Sędzia zagwiżdże po raz pierwszy. Dobrze weszliśmy w mecz. Od razu na samym początku zapakowaliśmy Amerykanom dwie bramki i pokazaliśmy, kto tu rządzi. Najpierw Brada Friedela pokonał Emmanuel Olisadebe, a potem na 2:0 podwyższył Paweł Kryszałowicz, który rozgrywał świetne zawody. Dryblował, dogrywał i strzelał. To my dyktowaliśmy warunki na boisku. (…)


W drugiej połowie bramkę na 3:0 zdobył Marcin Żewłakow. Byłem już spokojny, wiedziałem, że jest dobrze. Potem jednak to Amerykanie zaczęli dochodzić do głosu i strzelili nam gola. (…)


Oczywiście po końcowym gwizdku czuliśmy lekki niedosyt, że nie udało nam się zrealizować planu minimum, czyli wyjść z grupy, ale na pewno byliśmy w lepszych humorach niż po poprzednich meczach.
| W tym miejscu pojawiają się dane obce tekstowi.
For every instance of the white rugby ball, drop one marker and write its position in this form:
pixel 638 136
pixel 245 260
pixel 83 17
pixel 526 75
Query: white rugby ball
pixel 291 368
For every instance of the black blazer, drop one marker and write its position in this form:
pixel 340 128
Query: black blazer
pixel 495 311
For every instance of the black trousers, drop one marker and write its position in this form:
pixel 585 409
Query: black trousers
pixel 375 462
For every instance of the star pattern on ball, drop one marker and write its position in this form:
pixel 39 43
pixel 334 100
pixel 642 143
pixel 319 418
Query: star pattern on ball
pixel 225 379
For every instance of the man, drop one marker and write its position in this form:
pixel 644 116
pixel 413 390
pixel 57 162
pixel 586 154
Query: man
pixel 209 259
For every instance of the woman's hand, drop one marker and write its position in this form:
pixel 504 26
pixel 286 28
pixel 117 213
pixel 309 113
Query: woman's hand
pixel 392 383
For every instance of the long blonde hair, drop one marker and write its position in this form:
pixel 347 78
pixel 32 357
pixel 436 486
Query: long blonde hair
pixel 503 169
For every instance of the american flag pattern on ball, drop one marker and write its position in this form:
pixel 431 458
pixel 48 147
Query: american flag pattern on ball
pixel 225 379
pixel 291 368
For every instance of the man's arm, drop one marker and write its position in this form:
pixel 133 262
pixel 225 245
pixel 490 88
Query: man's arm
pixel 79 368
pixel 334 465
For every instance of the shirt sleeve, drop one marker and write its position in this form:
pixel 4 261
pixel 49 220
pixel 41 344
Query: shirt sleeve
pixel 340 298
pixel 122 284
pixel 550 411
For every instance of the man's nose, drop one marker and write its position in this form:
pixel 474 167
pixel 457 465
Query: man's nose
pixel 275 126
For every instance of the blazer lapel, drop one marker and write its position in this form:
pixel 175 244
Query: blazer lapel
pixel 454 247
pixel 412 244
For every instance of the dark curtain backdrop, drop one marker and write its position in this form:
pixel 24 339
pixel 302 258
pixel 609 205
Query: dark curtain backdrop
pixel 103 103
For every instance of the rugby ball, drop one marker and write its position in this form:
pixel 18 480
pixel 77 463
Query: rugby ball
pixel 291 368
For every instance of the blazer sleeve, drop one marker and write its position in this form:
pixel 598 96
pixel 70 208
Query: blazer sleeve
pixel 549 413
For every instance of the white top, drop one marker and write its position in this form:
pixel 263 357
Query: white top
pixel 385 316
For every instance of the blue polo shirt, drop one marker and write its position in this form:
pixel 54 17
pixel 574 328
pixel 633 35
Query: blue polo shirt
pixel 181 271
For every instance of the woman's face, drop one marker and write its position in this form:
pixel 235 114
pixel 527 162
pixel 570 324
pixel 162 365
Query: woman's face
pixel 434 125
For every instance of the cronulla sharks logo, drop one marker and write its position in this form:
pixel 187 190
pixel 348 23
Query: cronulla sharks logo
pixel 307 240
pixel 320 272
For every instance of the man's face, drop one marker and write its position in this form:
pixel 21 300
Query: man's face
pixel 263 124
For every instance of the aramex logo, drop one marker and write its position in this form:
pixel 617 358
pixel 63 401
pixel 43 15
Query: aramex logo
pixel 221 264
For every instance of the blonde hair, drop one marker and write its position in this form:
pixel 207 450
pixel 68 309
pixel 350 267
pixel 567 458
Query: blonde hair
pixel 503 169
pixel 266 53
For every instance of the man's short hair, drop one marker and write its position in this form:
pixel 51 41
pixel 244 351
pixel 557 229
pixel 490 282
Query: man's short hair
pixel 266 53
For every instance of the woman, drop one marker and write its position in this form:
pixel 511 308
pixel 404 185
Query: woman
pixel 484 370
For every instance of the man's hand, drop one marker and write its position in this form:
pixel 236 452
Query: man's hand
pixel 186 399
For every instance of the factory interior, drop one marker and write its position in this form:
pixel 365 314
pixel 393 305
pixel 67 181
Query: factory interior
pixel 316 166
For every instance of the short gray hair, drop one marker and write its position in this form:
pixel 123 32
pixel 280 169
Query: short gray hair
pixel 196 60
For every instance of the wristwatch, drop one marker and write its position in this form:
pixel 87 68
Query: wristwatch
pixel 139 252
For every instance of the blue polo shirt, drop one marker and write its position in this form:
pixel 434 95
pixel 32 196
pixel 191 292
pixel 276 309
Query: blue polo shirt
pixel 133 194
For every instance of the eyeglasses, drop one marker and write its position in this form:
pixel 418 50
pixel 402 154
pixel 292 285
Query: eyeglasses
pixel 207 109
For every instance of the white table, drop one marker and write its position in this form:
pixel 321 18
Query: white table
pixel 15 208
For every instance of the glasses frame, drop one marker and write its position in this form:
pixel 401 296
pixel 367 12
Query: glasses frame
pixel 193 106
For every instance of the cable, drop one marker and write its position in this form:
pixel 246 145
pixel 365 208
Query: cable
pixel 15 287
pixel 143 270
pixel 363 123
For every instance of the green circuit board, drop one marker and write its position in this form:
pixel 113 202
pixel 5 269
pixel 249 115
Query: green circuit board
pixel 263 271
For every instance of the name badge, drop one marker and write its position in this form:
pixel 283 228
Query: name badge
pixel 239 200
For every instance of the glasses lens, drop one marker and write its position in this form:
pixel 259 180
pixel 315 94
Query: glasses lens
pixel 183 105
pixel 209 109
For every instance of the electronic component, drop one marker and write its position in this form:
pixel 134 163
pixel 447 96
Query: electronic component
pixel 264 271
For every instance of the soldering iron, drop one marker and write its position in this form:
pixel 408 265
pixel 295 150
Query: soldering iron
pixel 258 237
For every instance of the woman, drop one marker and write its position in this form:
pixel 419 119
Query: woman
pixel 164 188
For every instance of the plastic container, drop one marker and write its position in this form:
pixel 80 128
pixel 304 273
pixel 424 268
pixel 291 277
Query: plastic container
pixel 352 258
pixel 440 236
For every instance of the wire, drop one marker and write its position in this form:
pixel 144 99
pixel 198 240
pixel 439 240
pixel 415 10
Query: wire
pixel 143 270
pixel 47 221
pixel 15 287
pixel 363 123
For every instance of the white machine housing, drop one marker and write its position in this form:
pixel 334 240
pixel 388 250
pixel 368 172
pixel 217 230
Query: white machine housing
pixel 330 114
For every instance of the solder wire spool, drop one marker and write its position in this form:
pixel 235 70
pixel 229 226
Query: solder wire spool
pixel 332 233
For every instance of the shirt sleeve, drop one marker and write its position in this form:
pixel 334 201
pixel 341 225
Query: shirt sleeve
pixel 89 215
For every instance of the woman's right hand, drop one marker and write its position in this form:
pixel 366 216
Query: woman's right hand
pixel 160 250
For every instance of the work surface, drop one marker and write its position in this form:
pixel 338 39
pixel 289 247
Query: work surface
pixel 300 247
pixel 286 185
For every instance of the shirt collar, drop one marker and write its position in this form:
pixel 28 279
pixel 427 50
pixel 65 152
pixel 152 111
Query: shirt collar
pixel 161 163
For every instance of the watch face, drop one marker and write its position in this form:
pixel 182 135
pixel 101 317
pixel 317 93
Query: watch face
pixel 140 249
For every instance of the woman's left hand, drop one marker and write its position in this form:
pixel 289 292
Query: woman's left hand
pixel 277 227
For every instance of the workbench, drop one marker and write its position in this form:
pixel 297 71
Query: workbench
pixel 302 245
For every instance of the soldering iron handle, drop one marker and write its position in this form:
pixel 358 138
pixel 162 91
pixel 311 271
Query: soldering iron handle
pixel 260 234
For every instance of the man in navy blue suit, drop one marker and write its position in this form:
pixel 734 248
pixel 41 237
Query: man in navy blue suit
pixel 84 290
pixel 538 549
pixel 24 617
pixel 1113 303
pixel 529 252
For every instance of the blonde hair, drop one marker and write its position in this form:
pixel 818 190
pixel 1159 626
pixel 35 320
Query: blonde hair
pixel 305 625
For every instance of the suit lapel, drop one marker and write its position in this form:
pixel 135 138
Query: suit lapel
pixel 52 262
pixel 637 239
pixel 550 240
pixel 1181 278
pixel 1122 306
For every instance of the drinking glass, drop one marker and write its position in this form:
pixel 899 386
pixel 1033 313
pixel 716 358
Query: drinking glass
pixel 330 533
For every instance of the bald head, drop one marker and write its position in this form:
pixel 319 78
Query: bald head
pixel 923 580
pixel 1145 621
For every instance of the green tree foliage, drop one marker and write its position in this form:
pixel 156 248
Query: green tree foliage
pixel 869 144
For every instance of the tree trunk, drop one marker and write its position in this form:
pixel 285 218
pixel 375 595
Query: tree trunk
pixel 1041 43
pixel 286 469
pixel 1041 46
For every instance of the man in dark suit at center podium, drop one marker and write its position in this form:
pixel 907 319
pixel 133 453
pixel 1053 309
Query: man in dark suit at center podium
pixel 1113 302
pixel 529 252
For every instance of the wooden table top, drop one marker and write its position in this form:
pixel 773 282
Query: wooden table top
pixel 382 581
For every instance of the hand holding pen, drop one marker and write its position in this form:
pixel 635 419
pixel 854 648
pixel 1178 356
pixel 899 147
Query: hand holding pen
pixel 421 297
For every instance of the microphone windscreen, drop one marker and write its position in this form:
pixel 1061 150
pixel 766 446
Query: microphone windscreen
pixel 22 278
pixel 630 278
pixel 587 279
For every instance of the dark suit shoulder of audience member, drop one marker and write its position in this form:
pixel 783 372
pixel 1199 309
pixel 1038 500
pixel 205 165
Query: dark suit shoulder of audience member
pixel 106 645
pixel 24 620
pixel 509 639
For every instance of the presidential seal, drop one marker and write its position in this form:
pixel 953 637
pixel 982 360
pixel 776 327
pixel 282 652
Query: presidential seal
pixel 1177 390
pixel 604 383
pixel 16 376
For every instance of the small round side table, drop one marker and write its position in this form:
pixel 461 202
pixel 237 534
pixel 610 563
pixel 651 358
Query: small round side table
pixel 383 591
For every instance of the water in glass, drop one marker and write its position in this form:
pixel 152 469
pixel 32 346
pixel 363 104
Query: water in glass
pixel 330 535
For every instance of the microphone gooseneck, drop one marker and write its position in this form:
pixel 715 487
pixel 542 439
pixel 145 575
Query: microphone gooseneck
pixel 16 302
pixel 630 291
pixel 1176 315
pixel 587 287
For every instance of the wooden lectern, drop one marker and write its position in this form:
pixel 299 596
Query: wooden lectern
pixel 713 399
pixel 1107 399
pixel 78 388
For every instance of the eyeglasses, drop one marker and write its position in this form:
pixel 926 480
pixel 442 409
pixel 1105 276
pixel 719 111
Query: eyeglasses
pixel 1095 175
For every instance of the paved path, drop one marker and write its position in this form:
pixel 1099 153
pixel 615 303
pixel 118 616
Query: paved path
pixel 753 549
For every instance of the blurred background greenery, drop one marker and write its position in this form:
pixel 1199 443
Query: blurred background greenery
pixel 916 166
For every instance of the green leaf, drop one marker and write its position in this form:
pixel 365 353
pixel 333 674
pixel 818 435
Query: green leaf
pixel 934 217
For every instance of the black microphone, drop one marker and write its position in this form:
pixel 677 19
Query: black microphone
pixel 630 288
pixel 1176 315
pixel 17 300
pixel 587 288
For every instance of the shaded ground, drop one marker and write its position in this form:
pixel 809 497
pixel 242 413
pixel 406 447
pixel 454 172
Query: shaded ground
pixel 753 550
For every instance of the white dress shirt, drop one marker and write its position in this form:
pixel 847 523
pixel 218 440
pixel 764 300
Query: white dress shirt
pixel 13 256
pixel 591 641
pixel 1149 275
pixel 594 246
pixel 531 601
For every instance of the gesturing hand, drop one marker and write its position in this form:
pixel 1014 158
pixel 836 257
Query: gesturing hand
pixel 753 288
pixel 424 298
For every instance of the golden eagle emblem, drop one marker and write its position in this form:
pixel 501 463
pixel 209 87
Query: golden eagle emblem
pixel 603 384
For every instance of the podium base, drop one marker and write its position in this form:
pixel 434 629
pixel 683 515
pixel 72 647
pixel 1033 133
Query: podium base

Podeszliśmy do wypełnionego naszymi kibicami sektora i w ramach podziękowań rzuciliśmy im swoje koszulki.

 

 

4. Sławomir Peszko – Wieczysta łatka kadrowego błazna

Pół-człowiek, pół-litra, piłkarz na 40 procent, Atmosferović – to tylko kilka z przydomków nadanych Sławomirowi Peszce przez ostatnich kilka lat. Mało kto pamięta jednak, że w kadrze Adama Nawałki był on przez pewien czas pierwszym, bardzo ważnym zmiennikiem.

Eliminacje do mistrzostw Europy 2016 przebiegały pod dyktando reprezentacji Polski. Po historycznym triumfie nad Niemcami należało postawić następne kroki ku awansowi. W marcu 2015 roku Polacy rozegrali czwarty mecz grupowy, przeciwko Irlandii. W obliczu problemów zdrowotnych Peszko został wstawiony do podstawowej jedenastki. Niektórzy obawiali się, że będzie to nasz słaby punkt. Okazało się zupełnie inaczej.

Sławomir Peszko:

Byłem tak podekscytowany, że emocje buzowały we mnie już w hotelu. Około 14:00 zacząłem już żyć meczem. Wracały do mnie również wspomnienia sprzed kilku lat, bo właśnie w Dublinie rozegrałem pierwsze spotkanie w biało-czerwonych barwach. (…)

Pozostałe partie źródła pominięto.